We can choose any of the following methods to predict the results.
SEQ(C, Medit) + features
python run_comment_model.py --attend_code_sequence_states --features --model_path=detect_attend_code_sequence_states_features_cl.pkl.gz --model_name=detect_attend_code_sequence_states_features_cl
python run_comment_model.py --attend_code_sequence_states --features --model_path=detect_attend_code_sequence_states_features_cl.pkl.gz --model_name=detect_attend_code_sequence_states_features_cl --test_mode
GRAPH(C, Tedit) + features (The GGNN used for this approach is derived from here.)

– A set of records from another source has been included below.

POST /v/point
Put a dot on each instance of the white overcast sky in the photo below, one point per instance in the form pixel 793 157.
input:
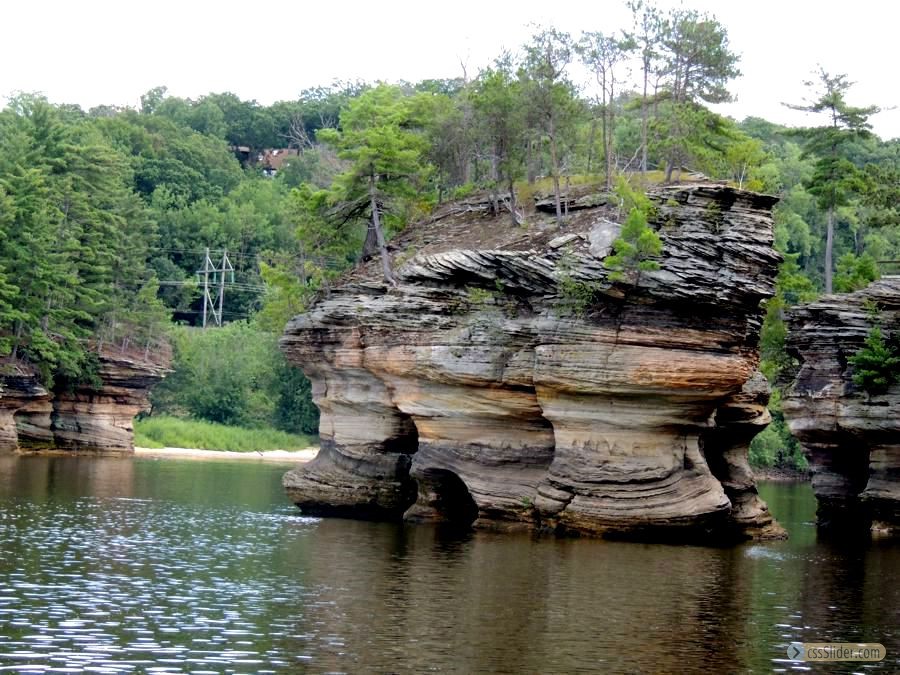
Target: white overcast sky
pixel 111 51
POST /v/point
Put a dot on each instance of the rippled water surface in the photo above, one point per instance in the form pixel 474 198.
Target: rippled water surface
pixel 153 566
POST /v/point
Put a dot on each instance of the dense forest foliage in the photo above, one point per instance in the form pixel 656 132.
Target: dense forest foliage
pixel 106 214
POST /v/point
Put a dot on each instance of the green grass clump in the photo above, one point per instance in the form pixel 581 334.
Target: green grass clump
pixel 172 432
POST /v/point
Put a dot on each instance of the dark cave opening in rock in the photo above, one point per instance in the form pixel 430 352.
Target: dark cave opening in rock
pixel 453 502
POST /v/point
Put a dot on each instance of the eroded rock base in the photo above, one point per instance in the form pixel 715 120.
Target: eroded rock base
pixel 517 386
pixel 851 436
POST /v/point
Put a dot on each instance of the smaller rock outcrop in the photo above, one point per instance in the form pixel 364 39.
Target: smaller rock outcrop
pixel 851 436
pixel 94 418
pixel 508 381
pixel 19 388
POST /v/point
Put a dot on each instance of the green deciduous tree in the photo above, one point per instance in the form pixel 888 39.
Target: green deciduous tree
pixel 385 157
pixel 550 95
pixel 637 246
pixel 835 178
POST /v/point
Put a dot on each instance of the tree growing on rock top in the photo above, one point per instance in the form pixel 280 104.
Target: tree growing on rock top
pixel 385 156
pixel 638 244
pixel 835 178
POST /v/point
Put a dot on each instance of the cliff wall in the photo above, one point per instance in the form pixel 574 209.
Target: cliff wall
pixel 89 418
pixel 851 436
pixel 515 385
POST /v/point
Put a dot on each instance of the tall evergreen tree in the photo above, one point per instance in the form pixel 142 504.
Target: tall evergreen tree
pixel 835 178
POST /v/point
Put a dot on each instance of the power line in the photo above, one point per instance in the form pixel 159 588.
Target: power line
pixel 218 276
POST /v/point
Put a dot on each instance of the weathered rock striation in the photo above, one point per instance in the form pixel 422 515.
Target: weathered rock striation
pixel 515 384
pixel 19 388
pixel 852 437
pixel 94 418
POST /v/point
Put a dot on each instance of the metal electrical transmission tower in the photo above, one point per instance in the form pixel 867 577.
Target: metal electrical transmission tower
pixel 218 280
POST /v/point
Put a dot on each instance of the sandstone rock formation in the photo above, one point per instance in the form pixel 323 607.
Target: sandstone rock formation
pixel 19 387
pixel 852 437
pixel 513 384
pixel 96 419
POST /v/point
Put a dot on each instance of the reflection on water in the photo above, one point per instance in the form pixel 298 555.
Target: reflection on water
pixel 136 565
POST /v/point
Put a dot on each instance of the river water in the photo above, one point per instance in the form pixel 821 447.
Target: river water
pixel 149 566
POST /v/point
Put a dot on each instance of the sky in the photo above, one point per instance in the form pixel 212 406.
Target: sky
pixel 95 52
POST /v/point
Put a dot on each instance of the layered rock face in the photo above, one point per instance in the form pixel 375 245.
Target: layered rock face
pixel 852 437
pixel 19 388
pixel 515 385
pixel 95 419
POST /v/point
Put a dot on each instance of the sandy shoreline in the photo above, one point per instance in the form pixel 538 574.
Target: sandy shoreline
pixel 191 453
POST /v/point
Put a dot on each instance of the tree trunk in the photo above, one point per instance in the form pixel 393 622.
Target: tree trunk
pixel 512 202
pixel 829 251
pixel 644 112
pixel 379 235
pixel 532 174
pixel 591 136
pixel 605 132
pixel 670 166
pixel 554 160
pixel 495 182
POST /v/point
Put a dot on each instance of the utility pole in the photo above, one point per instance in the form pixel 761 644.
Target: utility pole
pixel 226 267
pixel 207 263
pixel 218 274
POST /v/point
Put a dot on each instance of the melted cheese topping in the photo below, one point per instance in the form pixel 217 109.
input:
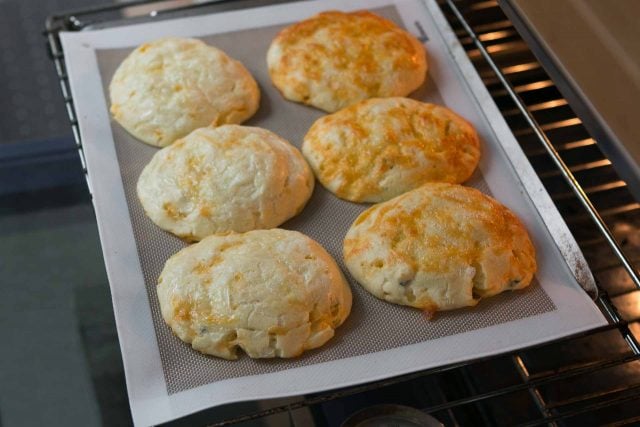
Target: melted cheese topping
pixel 380 148
pixel 166 88
pixel 335 59
pixel 439 247
pixel 273 293
pixel 229 178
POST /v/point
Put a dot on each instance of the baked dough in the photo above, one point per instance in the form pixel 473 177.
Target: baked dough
pixel 380 148
pixel 166 88
pixel 226 178
pixel 439 247
pixel 273 293
pixel 334 59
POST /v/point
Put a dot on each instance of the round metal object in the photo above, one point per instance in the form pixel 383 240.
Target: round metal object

python run_comment_model.py --attend_code_graph_states --features --model_path=detect_attend_code_graph_states_features_cl.pkl.gz --model_name=detect_attend_code_graph_states_features_cl
python run_comment_model.py --attend_code_graph_states --features --model_path=detect_attend_code_graph_states_features_cl.pkl.gz --model_name=detect_attend_code_graph_states_features_cl --test_mode
HYBRID(C, Medit, Tedit) + features
python run_comment_model.py --attend_code_sequence_states --attend_code_graph_states --features --model_path=detect_attend_code_sequence_states_attend_code_graph_states_features_cl.pkl.gz --model_name=detect_attend_code_sequence_states_attend_code_graph_states_features_cl
python run_comment_model.py --attend_code_sequence_states --attend_code_graph_states --features --model_path=detect_attend_code_sequence_states_attend_code_graph_states_features_cl.pkl.gz --model_name=detect_attend_code_sequence_states_attend_code_graph_states_features_cl --test_mode
Finally
Similarly, predicting Param and Summary simply requires repeating the above steps.
Remember to modify comment_type_str
in get_data_splits()
and load_cleaned_test_set()
function in data_loader.py
.
If you need to verify the overall performance of the model, just change Return, Param, or Summary to None.